Release of IHI before movement onset. (A) IHI curves for a representative patient and a healthy control. These exemplar IHI profiles illustrate the normal release of IHI in patients at the acute/subacute stage, comparable to control subjects, and the lack of normal release of IHI during the chronic period. (B) Overall mean IHI curves for healthy controls. Because there were no differences over time in premovement IHI in controls (mixed-effects model with Week and TMS-Timing as fixed factors showed no significant effect of Week, χ² = 0.067, p = 0.80, but significant main effect of TMS-Timing, χ² = 22.28, p < 0.001), we averaged control data across weeks. (C) IHI curves for each time point over the 1-year period for patients. (D) Evolution of ΔIHI for patients and controls over the 1-year period. Patients showed close to control level of ΔIHI in the acute/subacute periods (W1–12), but their ΔIHIs became abnormal at the chronic stage. Shaded plots in gray and red are sensitivity analysis with two imputation schemes with MAR and informed-missingness cases, respectively, where missing not at random (MNAR) cases are imputed with 1,000 samples from N~(μ_(t,patient), σ_(t,patient)) or N~(0, σ_patient). (μ_(t,patient) and σ_(t,patient)) are estimated from patients data at each time point and σ_patient is estimated from all patients’ data. (E) Distribution of p values from sensitivity analysis with multiple imputation for the MAR and informed-missingness cases. (F) Change of IHI level at different movement preparation epochs in patients from the acute/subacute to chronic stage after stroke. There was a significant interaction of IHI_EARLY-EPOCH vs IHI_LATE-EPOCH or acute/subacute and chronic stages (χ² = 4.34, p = 0.037), but no differences when comparing across acute/subacute vs chronic stages for IHI_EARLY-EPOCH (t₍₁₄₎ = 0.75; p = 0.47) or IHI_LATE-EPOCH (t₍₁₄₎ = 1.69; p = 0.11). Means and variances in all plots were estimated by mixed models. IHI = interhemispheric inhibition; TMS = transcranial magnetic stimulation.

FIGURE 4:

Recovery curves for behavior measures of hand function over 1-year period, from week 1 to 52. (A) Strength indices. (B) Individuation indices. (C) FMA. Means and variances are estimated by mixed model.

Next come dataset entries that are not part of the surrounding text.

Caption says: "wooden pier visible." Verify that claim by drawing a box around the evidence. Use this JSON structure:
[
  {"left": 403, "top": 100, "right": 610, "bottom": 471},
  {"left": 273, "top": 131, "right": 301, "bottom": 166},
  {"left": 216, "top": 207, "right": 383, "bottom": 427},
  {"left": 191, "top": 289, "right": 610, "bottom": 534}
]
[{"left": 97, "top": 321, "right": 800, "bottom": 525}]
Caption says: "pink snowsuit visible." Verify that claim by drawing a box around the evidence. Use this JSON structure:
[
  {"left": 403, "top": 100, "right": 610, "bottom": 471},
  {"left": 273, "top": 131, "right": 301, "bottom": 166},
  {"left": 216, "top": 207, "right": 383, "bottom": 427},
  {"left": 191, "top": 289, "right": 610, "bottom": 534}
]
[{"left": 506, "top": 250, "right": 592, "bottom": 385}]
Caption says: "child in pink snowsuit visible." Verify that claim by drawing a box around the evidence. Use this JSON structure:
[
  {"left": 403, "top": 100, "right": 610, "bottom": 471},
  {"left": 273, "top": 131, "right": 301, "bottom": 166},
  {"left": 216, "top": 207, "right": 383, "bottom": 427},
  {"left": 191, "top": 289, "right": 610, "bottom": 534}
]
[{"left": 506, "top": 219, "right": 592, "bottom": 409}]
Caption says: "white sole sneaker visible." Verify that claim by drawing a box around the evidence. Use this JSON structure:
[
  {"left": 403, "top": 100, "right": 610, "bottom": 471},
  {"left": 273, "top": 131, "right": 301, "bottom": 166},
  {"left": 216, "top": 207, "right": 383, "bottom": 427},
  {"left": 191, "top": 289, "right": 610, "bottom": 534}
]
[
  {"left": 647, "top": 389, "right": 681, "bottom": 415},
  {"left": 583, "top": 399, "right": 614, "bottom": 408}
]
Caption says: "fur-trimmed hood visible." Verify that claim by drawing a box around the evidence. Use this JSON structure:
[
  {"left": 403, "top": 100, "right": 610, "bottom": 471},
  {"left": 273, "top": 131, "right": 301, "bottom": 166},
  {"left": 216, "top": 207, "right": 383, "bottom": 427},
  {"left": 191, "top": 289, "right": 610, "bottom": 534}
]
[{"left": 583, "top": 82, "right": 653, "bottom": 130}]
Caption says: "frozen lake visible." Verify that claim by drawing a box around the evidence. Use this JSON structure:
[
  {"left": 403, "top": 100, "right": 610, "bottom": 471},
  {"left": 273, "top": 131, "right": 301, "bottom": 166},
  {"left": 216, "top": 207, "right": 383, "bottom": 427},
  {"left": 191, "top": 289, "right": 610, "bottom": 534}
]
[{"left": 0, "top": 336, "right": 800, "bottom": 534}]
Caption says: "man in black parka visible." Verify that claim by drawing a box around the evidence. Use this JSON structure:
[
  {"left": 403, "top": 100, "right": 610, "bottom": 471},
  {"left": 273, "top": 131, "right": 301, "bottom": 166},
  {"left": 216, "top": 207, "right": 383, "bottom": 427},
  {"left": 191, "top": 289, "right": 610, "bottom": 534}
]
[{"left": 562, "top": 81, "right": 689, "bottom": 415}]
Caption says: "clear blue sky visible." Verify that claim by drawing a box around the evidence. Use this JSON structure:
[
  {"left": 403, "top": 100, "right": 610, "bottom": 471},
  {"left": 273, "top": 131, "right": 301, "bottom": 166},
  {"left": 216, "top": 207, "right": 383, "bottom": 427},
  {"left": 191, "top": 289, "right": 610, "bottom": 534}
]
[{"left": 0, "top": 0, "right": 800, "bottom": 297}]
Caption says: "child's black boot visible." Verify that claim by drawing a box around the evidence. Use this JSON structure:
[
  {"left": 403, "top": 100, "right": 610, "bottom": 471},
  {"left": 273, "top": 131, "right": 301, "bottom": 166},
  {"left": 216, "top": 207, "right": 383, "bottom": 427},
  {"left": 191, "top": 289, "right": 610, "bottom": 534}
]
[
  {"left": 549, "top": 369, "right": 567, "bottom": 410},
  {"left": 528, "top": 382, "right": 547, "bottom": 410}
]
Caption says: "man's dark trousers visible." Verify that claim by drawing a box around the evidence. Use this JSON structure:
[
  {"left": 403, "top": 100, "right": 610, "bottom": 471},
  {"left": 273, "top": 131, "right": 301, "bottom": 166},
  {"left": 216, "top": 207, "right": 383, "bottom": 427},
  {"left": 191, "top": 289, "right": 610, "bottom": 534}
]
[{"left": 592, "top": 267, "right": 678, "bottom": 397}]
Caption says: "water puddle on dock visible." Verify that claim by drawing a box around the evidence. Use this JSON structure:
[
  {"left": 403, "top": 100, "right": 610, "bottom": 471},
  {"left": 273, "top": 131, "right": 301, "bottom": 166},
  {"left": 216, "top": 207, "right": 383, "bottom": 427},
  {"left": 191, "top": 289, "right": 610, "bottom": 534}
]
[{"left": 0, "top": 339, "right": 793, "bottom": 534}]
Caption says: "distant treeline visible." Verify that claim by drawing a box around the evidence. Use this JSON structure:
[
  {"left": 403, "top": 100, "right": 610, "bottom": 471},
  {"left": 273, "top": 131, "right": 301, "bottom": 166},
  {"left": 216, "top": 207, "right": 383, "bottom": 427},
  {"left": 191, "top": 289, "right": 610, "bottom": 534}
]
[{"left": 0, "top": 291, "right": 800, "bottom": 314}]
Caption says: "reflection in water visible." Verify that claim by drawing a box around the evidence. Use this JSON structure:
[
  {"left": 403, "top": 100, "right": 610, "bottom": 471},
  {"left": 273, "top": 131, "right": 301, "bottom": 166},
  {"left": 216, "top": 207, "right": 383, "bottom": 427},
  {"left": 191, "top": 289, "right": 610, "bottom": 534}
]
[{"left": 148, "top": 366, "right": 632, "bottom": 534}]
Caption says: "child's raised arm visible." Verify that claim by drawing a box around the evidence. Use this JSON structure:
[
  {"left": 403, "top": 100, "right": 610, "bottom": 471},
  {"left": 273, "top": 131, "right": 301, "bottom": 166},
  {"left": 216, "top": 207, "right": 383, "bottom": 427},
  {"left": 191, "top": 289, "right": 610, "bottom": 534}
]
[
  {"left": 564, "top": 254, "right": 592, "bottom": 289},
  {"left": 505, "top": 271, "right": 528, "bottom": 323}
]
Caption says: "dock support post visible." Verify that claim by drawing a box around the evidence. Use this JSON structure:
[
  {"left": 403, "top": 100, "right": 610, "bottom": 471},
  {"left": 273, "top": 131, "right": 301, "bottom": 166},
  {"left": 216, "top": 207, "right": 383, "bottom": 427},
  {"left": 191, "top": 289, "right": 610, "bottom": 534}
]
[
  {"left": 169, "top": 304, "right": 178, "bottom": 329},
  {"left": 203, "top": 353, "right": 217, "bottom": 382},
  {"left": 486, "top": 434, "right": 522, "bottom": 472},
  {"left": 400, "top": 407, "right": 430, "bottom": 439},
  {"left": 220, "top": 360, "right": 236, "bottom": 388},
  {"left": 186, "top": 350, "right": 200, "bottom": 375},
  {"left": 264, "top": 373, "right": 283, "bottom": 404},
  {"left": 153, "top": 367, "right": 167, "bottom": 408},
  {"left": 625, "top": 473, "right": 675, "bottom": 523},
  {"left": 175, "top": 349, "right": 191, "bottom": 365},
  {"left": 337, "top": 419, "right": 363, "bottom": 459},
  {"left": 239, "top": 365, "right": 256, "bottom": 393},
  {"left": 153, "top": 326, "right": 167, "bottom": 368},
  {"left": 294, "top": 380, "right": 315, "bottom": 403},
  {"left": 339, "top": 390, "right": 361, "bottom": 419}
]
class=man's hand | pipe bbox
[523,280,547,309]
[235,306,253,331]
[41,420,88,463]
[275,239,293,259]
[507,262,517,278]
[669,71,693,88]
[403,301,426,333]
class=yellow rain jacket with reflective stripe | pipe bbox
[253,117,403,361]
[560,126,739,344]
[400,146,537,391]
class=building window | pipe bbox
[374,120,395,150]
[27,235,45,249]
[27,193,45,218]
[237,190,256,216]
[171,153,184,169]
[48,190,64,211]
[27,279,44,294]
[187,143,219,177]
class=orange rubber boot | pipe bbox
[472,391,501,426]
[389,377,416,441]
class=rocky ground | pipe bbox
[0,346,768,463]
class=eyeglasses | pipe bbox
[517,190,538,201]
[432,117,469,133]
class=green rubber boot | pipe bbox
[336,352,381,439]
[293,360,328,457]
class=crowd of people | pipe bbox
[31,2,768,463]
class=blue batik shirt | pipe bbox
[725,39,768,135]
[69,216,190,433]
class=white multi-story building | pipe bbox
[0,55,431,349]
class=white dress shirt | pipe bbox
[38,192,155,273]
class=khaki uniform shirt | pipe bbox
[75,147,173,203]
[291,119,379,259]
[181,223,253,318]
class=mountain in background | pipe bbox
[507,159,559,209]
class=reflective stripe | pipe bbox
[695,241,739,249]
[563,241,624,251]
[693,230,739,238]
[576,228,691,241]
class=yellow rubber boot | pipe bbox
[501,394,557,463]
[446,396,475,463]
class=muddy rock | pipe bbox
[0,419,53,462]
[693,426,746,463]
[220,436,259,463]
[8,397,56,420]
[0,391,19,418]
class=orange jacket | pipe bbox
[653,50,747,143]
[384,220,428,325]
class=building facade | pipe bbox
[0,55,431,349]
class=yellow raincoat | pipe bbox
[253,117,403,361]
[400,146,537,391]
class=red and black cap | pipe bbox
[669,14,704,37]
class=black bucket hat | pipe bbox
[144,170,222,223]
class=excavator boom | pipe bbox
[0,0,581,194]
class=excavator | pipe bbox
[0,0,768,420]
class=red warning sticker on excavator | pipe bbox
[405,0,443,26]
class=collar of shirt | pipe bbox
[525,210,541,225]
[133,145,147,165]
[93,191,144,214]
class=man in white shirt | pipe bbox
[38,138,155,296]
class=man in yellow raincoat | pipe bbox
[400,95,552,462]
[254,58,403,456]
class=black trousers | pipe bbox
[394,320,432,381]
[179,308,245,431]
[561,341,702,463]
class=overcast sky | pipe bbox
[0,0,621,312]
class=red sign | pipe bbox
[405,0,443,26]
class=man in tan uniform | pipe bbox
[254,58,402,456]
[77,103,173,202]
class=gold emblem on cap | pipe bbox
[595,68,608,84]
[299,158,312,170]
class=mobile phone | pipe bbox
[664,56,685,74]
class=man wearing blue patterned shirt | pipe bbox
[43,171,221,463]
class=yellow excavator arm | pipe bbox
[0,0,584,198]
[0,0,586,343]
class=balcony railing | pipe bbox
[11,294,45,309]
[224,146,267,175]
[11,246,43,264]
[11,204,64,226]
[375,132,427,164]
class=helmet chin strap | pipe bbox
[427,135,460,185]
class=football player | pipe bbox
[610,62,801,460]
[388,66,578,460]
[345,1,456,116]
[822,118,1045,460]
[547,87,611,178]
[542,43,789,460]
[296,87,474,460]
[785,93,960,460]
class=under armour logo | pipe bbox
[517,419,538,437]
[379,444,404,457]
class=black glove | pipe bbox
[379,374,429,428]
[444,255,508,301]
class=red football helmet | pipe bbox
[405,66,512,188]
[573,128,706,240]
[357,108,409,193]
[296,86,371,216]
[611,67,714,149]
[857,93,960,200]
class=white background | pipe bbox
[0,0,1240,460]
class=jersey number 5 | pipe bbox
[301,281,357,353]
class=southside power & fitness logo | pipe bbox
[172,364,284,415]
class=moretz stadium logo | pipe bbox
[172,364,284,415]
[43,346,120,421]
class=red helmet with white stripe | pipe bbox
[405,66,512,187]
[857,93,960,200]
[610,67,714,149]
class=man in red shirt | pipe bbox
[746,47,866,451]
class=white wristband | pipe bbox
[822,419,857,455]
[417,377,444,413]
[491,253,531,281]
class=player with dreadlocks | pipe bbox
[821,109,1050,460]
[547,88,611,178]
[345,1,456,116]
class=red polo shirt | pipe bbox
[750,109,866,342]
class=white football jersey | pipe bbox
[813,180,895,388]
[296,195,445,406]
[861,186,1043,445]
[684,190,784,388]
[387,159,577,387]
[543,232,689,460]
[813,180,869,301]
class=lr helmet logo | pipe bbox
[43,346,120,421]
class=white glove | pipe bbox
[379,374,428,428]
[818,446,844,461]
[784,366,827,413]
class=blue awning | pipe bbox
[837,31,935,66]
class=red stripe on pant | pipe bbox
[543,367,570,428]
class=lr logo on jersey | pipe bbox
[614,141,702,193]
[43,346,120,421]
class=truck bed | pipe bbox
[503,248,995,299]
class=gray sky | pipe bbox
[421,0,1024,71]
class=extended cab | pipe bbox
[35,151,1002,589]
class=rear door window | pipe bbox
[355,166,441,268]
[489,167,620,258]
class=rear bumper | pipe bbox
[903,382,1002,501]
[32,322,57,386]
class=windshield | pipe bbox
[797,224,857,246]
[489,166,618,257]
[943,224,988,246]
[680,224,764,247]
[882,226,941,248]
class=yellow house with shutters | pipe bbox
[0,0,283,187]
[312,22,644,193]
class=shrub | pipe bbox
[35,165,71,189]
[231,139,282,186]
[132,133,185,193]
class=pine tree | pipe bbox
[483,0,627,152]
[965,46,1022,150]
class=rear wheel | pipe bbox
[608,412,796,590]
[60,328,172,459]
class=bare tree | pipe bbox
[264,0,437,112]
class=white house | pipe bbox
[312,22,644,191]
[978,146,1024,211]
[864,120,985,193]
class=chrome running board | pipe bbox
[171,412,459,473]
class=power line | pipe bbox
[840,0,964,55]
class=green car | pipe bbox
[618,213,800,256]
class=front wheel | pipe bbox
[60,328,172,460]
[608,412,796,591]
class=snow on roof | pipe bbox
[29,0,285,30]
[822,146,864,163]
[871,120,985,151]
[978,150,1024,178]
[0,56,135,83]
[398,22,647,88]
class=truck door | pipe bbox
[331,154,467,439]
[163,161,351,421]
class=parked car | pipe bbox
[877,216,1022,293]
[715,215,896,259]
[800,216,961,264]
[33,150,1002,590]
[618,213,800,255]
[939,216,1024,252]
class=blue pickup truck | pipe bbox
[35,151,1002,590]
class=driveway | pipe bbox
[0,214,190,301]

FMA = Fugl-Meyer Assessment.

FIGURE 5:

Correlations between the reduction of premovement IHI (ΔIHI) from acute/subacute to chronic stages and the amount of behavioral recovery: (A) Strength; (B) Individuation. x- and y-axes are the mean differences between chronic and acute/subacute behavior measures and ΔIHI, respectively.

FIGURE 6:

Other behavioral and physiological measures in premovement experiments. Reaction time (RT) for patients (A) and controls (B) at different TMS timing during movement preparation across the 1-year period. RTs for controls were overall faster than patients. Background EMG for patients (C) was overall lower than that in controls (D), but was at a similar level for conditioned vs nonconditioned TMS stimulation. RMS = root mean square; TMS = transcranial magnetic stimulation.